This book embodies the substance of the lectures which I delivered in the University of Calcutta, as Tagore Professor for the year 1907, and I greatly regret that there should have been so much delay, due to reasons altogether personal to myself, in the publication of the book.
The first Chapter is intended to be introductory, and its usefulness will, I trust, be apparent, especially with reference to the topics discussed in Chapters XI to XII. I ought to mention that, in writing the earlier portion of the first Chapter, I derived valuable suggestions from Mr. Macdonald's excellent treatise on Muhammadan Theology.
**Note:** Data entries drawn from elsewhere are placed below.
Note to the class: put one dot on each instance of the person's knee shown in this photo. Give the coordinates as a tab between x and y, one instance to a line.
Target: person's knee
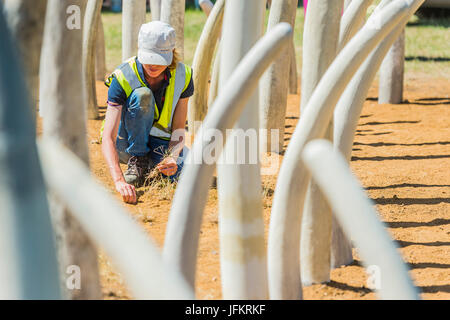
142	100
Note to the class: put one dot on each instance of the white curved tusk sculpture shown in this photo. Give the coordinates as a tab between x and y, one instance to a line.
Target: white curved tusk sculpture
198	104
183	228
284	230
100	54
352	20
172	12
90	26
320	42
206	5
274	83
346	117
28	267
64	119
155	8
359	219
341	247
136	256
241	225
214	85
133	16
25	20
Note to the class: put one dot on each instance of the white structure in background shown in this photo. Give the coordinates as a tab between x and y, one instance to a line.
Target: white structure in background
90	26
133	16
183	228
274	84
284	269
203	57
172	12
359	219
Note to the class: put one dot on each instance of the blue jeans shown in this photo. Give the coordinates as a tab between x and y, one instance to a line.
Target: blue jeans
134	138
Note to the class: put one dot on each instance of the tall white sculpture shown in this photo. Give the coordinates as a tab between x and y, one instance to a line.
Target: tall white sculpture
392	73
155	8
133	16
352	20
346	117
183	228
320	43
25	20
100	54
90	25
206	6
28	267
241	227
172	12
274	84
203	57
284	230
64	120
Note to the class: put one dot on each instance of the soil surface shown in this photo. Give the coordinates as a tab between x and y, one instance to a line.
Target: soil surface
401	155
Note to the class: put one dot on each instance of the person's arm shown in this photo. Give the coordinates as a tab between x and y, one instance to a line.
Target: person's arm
169	165
112	121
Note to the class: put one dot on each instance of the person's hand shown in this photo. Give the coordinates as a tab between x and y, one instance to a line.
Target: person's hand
127	191
168	166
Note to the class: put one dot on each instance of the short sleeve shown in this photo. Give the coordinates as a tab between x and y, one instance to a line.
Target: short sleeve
189	89
116	94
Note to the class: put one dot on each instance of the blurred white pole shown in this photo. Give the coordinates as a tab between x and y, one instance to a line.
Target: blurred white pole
206	6
26	21
28	265
155	9
356	213
320	43
62	95
274	83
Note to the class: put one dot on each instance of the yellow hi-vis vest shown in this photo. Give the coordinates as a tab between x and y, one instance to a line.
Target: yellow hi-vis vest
129	79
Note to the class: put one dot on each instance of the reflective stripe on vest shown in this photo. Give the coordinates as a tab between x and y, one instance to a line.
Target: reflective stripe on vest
129	79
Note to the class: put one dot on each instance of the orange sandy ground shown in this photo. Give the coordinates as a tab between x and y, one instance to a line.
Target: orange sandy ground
401	156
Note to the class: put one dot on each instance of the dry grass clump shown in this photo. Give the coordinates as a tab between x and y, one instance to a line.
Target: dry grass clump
158	184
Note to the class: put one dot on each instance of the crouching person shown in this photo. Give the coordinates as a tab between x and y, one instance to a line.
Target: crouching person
147	109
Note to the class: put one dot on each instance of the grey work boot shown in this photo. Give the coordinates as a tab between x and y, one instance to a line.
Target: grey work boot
137	170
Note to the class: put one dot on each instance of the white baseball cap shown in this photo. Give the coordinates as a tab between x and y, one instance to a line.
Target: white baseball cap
156	42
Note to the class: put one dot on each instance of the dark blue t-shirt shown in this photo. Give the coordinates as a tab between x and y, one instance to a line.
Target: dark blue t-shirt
116	94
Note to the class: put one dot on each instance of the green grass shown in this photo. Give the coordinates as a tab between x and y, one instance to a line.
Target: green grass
427	42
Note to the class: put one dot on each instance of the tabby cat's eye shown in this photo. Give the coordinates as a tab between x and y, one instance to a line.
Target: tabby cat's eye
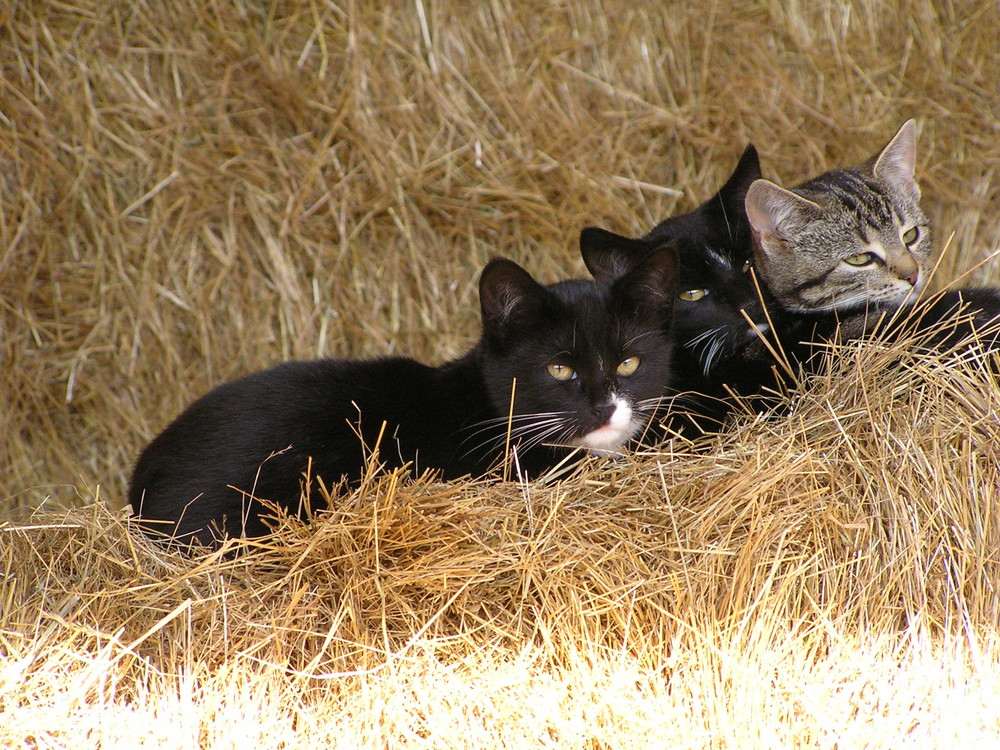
628	366
861	259
561	372
693	295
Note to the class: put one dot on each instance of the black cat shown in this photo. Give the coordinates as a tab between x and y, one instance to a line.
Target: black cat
584	361
719	310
Chapters II to V contain an exposition of 'Al-Usúl' or the Science of Law, as developed by the Muhammadan jurists tween the eighth and the fourteenth centuries of the Christian Era. Much of this part of the book is practically a translation of Sadru'sh-Shari'at's 'Taudih' which was written sometime in the fourteenth century and is recognized as a standard work on the subject. The other writings on Usul which I have largely consulted are Taftázánis' 'Talwih', which is a commentary on 'Taudih', Fakhru'l-Islám's 'Al-Usúl' and its commentary 'Kashfu'l-Isrár', 'Musullumu'th-Thabut', by Muhibbullah and its commentaries by Bahrul Ulúm and others, 'Attaqrir-wa't Tahbir', by Ibn Hammám, 'Núru'l-Anwar', by Mullah Jiwan; 'Jam'u'l-Jawámi'', by Tajuddin Subki with its commentary by Al-Mahalli and the gloss known as 'Al-Áyátu'l-Bayyinat' and 'Al-Mukhtasar' by Ibn Hájib with Qádi Udud's commentary thereon.
In writing the remaining chapters I have not had the same invaluable help of these eminent jurists, who did not think tit to pursue their investigations beyond the limits of the topics dealt with in Chapters II to V.